2頁 人間はその有する芸能ゆえに他のすべての動物のはるか上に位する。人間以外の動物は、ほとんど学んだり、考えたり、記憶したりする術をしらない。
 人間はこの世に生をうけるや、まず狩猟にしたがい、火の利用を知り、道具をつくり、これを用い、ついで織物を織り、野獣を飼いならし、田畑をたがやし、作った物を交換し、雨中万物を探検、研究することを考えだした。しかし、人間の最も偉大な芸能のひとつは言語の使用で、それが因となり、文字を生み、さらに今日人間生活に最も重要な役割を果たしつつある「印刷術」を生んだ。

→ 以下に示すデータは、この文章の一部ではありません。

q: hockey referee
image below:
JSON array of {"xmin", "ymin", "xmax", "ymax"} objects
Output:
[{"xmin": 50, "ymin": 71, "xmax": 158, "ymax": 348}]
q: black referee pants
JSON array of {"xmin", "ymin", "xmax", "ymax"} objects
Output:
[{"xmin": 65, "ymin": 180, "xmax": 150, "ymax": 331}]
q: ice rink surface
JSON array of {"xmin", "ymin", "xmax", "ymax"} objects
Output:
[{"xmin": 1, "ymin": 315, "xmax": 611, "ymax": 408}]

 はじめ、人間は「話すこと」を知った。それから言葉を文字に表わす方法を考えた。人間がどうして言語を話すようになったかは、なにも分かっていない。ただ、西国の聖典によれば「全治(世界)は同じ発音、同じ言葉であった」(創世記第11章1節)。それが多くの言葉に分かれたのは、人間がバベルの塔を築き、その頂点を天に届かせようとしてからだという。その真偽はともかく、我々は昔の古いいろいろなものをとおして、いくつかの民族が、どうして文字を書くようになったか、おぼろげながら推測できる。人間が自分の意志を伝え、記録を残すために最初に用いた方法は、岩や石や獣骨や貝や木の幹や板など、天然のなめらかな物の表面に、絵を彫ったり描いたりすることだった。アルタミラやドルドーニュなど、スペイン、フランスのある地方から、先史時代の洞窟壁画が発見された。これらのものは絵の祖先であるばかりでなく、文字の起源であり、また書物の源流であるともいえよう。